When the time came for me to give it back, I felt a little heavy. I like it where the ignition is in the middle like a secret handshake. I like it where there's a gauge showing how hard the turbo was working. As a whole, I like it for being different or at least they have tried to be different from other cars. Only the front wheels are driven but the 9-3's driving experience is respectable. It has turbo lag, quite a bag of it but its ancient 5-speed auto box comes with great ratios.
Being an aged drop top, it has definitely lost some of its rigidity and there was significant noise going through its soft top. Meaning you have really got to have some guts to go more than 160 kilometers an hour. I paid extra attention to my driving since a convertible only has its floor to keep the front and back together because crashing would indeed be very ugly. After doing some reading, it turns out that the Saab 9-3 is the safest coupes and convertibles there are. I am genuinely surprised that it is safer than an E60 BMW, the VW Eos and most of other cars from its time.

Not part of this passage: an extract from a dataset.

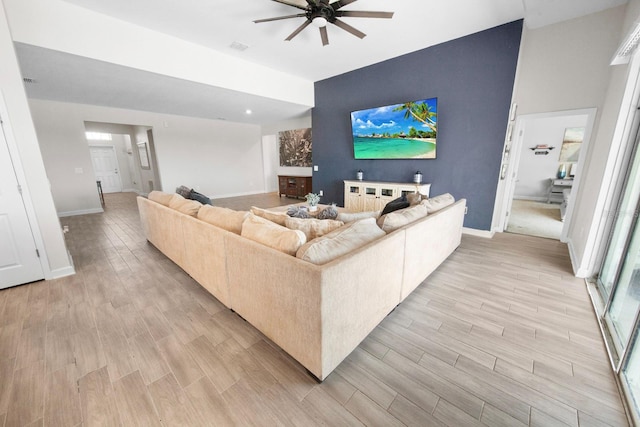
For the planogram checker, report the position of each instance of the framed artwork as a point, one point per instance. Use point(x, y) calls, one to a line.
point(144, 155)
point(295, 147)
point(571, 143)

Having to live with a two-door convertible for nearly a fortnight, I expect some of its warning lights to come on since I've heard people ranting on Saab's reliability and brittleness. But none came up even though I hadn’t been giving it much mercy where the fuel economy averaged at 18 litres per 100 km. Driving this rare thing is very special, the only trouble is, you have to get spares from a place where it used to be Malaysia, Singapore.